True genius being murdered during his prime > Somebody way past their prime and hugely forgotten dies from an accidental OD

Lennon, Cobain and Elvis are all above Jackson in shocking moments, but I would put Jackson ahead of Layne Staley OD:ing though. It's all about the time during their careers/life when it happened. Had Jackson died when he was as big as he once was, then it would've been huge.


----------



## heavy_rasengan (Mar 15, 2011)

AfterGlow said:


> You are correct, I was misinformed about who sold more.
> Jackson doesn't even come close either way.
> 
> Seriously though, Michael Jackson dies and the world stops turning.
> ...



I feel you brother, I feel you. My friends often state Michael Jackson is much greater in every aspect than Elvis and the Beatles. Like fuck man, Elvis and the Beatles are responsible for much of the music we have seen, (British invasion anyone?). 

These are also guys that were so immensely influential not only socially but also politically and in an age where they are not advertised on every fucking screen. These guys are the true legends (among many others who > MJ).


----------



## Proxy (Mar 15, 2011)

Last time I checked, album sales had nothing to do with talent.

And Elvis jacked music from others, yet he's the king? Stop it


----------



## cnorwood (Mar 15, 2011)

Proxy said:


> Last time I checked, album sales had nothing to do with talent.
> 
> And Elvis jacked music from others, yet he's the king? Stop it



this, its very known that elvis has stolen music from other artists with out their permission, yet people still consider him the king


----------



## Pseudo (Mar 15, 2011)

Scenario 1: Both average.

Scenario 2: Michael

Scenario 3: Elvis stomps. M.J doesn't have testosterone


----------



## AfterGlow (Mar 15, 2011)

cnorwood said:


> this, its very known that elvis has stolen music from other artists with out their permission, yet people still consider him the king



Covering a song and popularizing it does not equal stealing it.

Regardless, let's take a quick look at who was the more influential artist, who made a bigger impression on the music scene from then to today and who left a bigger legacy when he died.

MJ is trash next to Elvis.


----------



## Pseudo (Mar 15, 2011)

Chuck Berry> Elvis
Prince>>>>>>>>>Michael Jacson


----------



## cnorwood (Mar 15, 2011)

AfterGlow said:


> Covering a song and popularizing it does not equal stealing it.


 it does when you dont have the orginial artists permission



> Regardless, let's take a quick look at who was the more influential artist, who made a bigger impression on the music scene from then to today and who left a bigger legacy when he died.
> 
> MJ is trash next to Elvis.


oh mj for sure, he is still selling records like crazy even in this pirating music age


----------



## AfterGlow (Mar 15, 2011)

Since the Copyright Act of 1909, in the United States there has been a right to record a version of someone else's tune, whether of music alone or of music and lyrics.

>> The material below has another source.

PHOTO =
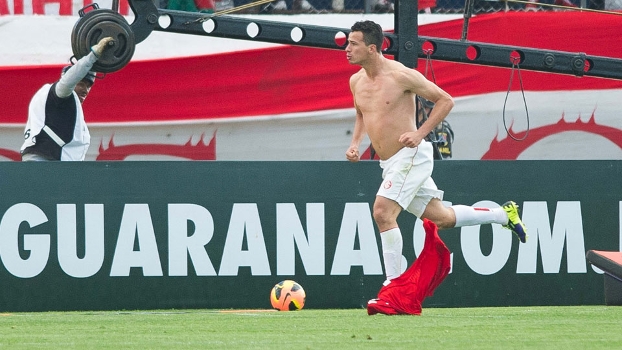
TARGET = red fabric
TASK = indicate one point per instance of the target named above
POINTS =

Proves how clueless you are.

Add in the fact that you think "selling records in this day and age" (which Elvis is doing as well) is equal to being the more influential artist, making a bigger impression on the music scene and leaving a bigger legacy, and it's clear to anybody present that you're talking out of your ass. Of course, your point was already moot, since Jackson's record sales during the 2000s didn't pick up until after he died.


----------



## Alita (Mar 15, 2011)

I'ma go with mj in all scenarios.


----------



## Skywalker (Mar 15, 2011)

It's a tie, in all three.


----------



## killfox (Mar 15, 2011)

This thread has really digressed from the original point lol...

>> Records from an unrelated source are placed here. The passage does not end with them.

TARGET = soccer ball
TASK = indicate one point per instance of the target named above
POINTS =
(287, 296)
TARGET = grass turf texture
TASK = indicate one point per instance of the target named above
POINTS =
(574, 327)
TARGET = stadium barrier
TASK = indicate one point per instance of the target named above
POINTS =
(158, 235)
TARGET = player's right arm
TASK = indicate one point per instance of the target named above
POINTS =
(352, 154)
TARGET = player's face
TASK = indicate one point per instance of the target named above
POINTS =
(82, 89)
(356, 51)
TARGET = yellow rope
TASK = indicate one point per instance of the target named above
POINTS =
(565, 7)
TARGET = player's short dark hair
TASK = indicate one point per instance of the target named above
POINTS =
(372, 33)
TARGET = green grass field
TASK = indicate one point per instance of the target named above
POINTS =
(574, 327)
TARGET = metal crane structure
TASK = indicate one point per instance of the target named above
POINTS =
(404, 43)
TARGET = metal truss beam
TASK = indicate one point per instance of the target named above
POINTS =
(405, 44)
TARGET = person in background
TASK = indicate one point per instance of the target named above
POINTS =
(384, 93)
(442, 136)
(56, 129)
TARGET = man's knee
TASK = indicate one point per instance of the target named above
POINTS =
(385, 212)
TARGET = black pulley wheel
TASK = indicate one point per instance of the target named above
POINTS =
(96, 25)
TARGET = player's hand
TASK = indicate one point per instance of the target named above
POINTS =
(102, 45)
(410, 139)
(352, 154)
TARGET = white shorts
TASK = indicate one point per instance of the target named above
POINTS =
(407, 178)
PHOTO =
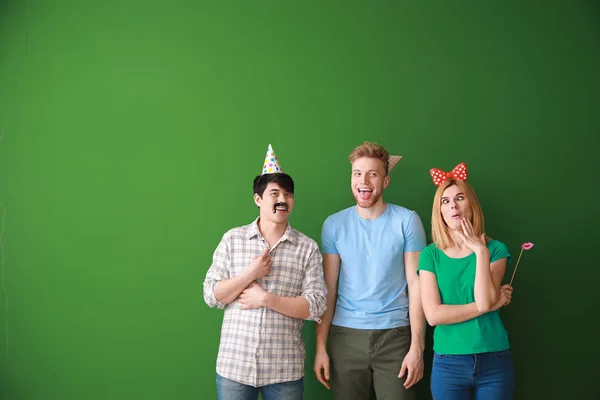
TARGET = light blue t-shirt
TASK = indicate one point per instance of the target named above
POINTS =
(372, 289)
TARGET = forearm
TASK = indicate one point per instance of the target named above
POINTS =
(417, 317)
(322, 329)
(445, 314)
(226, 291)
(294, 307)
(485, 291)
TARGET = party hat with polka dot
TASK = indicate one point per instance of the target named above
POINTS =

Anyway, Elvis had more record sales but so what?  It's said he sold over 1 billion from 147 different albums. Yet, neither of his albums have sold over 20 million whilist MJ has had 4-5 of his solo albums to have done so. 

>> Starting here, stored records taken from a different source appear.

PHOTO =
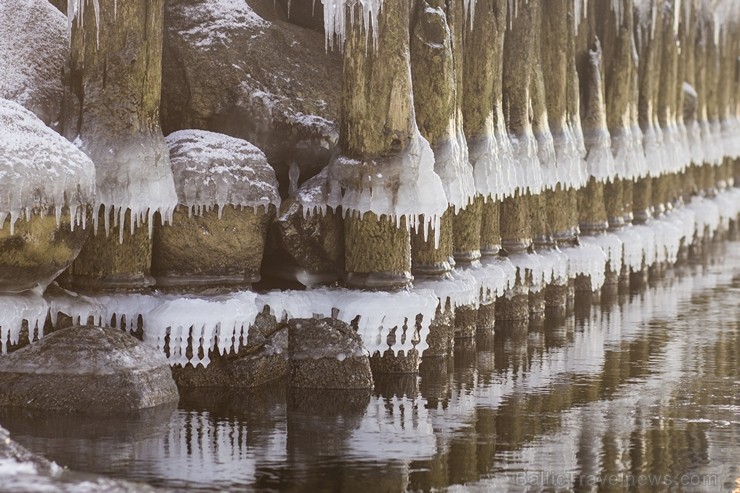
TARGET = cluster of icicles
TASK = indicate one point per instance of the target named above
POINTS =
(503, 164)
(223, 321)
(539, 165)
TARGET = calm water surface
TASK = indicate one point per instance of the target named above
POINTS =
(639, 394)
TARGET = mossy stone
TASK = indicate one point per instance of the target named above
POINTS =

Elvis was good for what he did back then but who actually even plays Elvis anymore? Lol I havent heard him on the radio lately; you cant get away with playing some Elvis songs at the club people will go "wtf" and walk off the floor whereas you turn on some Micheal Jackson people will still groove. The only time you can actually get away with it is with a group of people who were around during his time. Same with the Beatles(Idk how they were brought up).
Imagine going to the club and someone turning on some Beatles song, I guarentee no one would dance (that would be an excellent comedy scene in a movie).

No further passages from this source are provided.